Тохо ошеломленно присвистнул:
- Выходит, все ваше змеиное гнездо могут прихлопнуть урановой мухобойкой? А ты, значит, останешься в сторонке - любоваться на их вознесение в небеса? Офигенно устроился - все ваши конькобежцы откинут свои коньки, а ты, получается, все это переживешь…
- Не переживет, - спокойно, четко и равнодушно произнесли за спиной.
Это было очень серьезно - это голос Юльки.
Затем что-то щелкнуло и тут же над левым ухом громыхнуло так, что Тоха едва не заорал от болевого удара по барабанной перепонке. Одновременно с грохотом под носом Богданова расцвела кровавая язва, разбросив вокруг себя брызги крови и обломки зубов. Голова калеки дернулась, макушка откинулась, будто раскрываемая форточка, вывалив на вялую траву что-то омерзительно-склизкое. Тело выгнулось, затряслось в конвульсиях - совсем как Паша недавно.

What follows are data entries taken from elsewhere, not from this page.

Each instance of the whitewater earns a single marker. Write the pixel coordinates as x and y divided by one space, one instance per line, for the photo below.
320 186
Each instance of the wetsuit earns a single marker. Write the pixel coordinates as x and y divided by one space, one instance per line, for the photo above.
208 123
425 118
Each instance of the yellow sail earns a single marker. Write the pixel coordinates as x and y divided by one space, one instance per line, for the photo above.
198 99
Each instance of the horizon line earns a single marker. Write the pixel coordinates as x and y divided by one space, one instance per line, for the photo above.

Рощин и Синий вскочили как синхронизированные «Ванька-встаньки», схватились за оружие, недоуменно уставились на агонизирующего Богданова. Тоха, обернувшись, трясущейся рукой указал на Юльку:
- Это она! Это она! Дура психованная! Я чуть не оглох! Я знал, что она кого-нибудь убьет! Я знал!!! Она же на всю башку ушибленная!
Юлька, поднявшись с колена, демонстративно-небрежно повесила автомат на плечо, с хладнокровной наглостью заявила:
- Все когда-нибудь умрут. Этот сдох чуть быстрее. Непринципиально.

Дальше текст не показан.